Danny Collins (Pacino) lives in a world of private jets, fast cars, mansions and age-inappropriate women.

In a girdle, fake tan and stack heels he looks alarmingly like TV’s David Dickinson on dress down Friday.

But Danny is weary from playing his greatest hits to his ageing fan-base.

His insufferably catchy pop anthem ‘Hey Baby Doll’ (written by Ciaran Gribbin and Greg Agar) sounds like something Neil Diamond would have discarded as too populist.

On Danny’s birthday his manager Frank (Christopher Plummer) gifts him a framed letter bought from a memorabilia collector.

It was written by John Lennon – but never delivered – 40 years earlier.

It inspires Danny to abandon his tour, give up drugs and drink (sort of) and check into a cheap hotel to start writing songs.

He also wants to correct his life’s mistakes and reaches out to his estranged son Tom (Bobby Cannavale).

Jennifer Garner plays Tom’s knowingly sweet wife Smantha.

Through sparky banter with hotel manager Mary (Annette Bening) Danny rediscovers his muse and his mojo.

The engaging actors plough their years of craft and experience into making their performances seem natural and effortless.

It’s an enjoyably loose performance from Pacino who refrains from his usual hoohah histrionics and is all the more engaging for it.

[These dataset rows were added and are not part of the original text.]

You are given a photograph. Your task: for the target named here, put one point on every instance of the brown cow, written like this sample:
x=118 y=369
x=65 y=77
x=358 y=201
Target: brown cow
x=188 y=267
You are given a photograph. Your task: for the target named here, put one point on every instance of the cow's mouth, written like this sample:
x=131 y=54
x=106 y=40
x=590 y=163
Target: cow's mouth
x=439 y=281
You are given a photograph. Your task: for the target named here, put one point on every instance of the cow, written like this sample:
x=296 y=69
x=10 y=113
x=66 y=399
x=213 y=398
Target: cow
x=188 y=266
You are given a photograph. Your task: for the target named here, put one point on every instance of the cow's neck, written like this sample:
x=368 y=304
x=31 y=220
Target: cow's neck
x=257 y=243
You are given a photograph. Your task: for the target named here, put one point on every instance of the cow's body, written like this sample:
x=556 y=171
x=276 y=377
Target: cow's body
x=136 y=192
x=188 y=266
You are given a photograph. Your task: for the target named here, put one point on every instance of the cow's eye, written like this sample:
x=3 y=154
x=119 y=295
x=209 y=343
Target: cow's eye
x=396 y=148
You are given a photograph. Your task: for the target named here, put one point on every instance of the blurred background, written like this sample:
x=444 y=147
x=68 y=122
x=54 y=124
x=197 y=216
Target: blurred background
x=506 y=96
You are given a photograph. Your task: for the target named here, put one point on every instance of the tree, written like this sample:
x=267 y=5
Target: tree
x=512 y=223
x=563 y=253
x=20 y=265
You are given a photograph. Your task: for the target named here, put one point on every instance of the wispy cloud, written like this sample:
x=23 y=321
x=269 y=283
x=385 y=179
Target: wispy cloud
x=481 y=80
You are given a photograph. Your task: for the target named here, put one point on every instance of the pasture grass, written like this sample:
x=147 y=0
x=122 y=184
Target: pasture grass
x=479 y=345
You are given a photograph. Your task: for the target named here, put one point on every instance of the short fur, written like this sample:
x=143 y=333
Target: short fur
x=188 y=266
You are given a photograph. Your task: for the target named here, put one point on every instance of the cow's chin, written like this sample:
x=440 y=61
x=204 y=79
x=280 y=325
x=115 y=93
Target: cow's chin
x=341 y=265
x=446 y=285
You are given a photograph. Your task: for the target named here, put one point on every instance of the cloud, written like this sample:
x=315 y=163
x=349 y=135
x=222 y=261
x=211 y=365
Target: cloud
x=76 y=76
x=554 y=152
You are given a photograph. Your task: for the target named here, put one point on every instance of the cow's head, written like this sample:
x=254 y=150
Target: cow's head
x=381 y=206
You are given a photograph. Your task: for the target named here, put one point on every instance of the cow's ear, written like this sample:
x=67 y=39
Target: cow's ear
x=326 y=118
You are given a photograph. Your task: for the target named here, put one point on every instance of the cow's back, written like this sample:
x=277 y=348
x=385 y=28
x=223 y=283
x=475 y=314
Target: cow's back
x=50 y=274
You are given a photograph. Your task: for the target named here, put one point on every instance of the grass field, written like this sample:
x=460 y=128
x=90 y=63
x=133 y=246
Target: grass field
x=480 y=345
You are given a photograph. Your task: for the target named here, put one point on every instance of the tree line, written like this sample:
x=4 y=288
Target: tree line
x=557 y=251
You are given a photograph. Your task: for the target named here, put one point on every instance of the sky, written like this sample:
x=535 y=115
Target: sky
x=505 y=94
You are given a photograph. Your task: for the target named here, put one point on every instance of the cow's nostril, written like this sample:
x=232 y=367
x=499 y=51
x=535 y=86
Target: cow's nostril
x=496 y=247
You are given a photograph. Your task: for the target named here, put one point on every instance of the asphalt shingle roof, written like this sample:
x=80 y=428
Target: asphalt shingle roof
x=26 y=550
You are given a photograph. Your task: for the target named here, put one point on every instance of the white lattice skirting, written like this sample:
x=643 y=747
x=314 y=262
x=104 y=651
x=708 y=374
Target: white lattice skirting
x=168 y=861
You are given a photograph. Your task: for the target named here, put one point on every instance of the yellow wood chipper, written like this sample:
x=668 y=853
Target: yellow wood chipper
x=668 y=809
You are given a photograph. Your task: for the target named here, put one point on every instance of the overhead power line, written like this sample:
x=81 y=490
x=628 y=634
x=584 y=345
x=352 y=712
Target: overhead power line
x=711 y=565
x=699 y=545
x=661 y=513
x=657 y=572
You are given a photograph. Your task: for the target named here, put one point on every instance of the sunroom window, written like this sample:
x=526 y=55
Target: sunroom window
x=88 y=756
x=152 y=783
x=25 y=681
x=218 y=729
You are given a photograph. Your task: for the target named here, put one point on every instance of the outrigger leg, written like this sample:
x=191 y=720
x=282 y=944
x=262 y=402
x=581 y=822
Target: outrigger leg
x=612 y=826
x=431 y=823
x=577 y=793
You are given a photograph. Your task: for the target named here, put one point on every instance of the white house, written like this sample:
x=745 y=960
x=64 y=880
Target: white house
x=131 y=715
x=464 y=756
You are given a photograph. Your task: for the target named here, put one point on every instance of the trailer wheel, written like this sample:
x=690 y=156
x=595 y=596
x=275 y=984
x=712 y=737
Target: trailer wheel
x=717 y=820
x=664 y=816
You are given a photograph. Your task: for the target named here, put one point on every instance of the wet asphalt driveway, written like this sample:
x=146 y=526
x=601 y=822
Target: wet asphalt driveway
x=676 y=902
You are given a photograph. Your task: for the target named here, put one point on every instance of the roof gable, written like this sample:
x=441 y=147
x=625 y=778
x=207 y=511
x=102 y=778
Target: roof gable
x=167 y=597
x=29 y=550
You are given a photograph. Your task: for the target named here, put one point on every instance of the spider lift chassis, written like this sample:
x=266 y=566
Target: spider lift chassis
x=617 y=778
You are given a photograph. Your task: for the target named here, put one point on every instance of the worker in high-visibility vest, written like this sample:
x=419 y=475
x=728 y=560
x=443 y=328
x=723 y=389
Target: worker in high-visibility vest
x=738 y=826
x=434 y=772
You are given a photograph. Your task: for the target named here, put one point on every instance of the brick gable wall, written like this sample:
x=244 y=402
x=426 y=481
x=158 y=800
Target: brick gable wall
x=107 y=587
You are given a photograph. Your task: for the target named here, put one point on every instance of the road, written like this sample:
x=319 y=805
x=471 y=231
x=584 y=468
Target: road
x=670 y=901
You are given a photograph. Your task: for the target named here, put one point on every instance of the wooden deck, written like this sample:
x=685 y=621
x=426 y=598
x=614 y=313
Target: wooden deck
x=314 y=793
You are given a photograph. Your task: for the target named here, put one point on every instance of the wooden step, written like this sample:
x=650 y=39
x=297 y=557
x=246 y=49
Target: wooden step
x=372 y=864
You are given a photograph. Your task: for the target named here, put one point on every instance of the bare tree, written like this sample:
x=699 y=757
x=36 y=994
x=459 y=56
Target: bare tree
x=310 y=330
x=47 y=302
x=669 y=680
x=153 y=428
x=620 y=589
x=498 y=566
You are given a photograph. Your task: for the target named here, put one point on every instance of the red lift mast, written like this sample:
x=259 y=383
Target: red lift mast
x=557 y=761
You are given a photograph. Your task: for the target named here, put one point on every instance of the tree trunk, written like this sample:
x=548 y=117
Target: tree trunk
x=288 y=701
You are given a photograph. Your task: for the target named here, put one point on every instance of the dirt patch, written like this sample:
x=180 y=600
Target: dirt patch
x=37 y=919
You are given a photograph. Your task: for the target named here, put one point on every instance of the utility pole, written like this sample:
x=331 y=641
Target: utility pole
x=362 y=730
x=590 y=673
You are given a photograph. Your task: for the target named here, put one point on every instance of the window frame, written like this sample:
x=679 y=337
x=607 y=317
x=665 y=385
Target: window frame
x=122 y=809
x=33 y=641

One wonders how much autobiography drew Pacino – himself a titan of 1970’s cinema and hasn’t had the most successful run in the last twenty years – to the role of a man who was huge in the 70’s and has been coasting on former glories ever since.

Pacino is very generous towards his co-stars, allowing them to dominate scenes and has his thunder stolen repeatedly by a motor-mouthed moppet; Tom’s precociously cute daughter, Sophie (Giselle Eisenberg).

Pacino’s not a terrible singer but he’s forced to growl his way through a dirge called ‘Don’t Look Down’ like a latter-day Johnny Cash.

The script holds up John Lennon as a paragon of artistic integrity – which is interesting as his musical estate is the biggest sell-out in the movie.

It also lacks confidence in being able to sell it’s tale of redemption to the audience, so it throws in ADHD (Attention Deficit Hyperactivity Disorder) and cancer to keep our sympathies on board.

This isn’t hugely successful as Danny’s solution to any problem is to throw money at it or write a song – not options many people can identify with.

As a result the film runs out of steam and ends abruptly – with the happy benefit of not out-staying its welcome.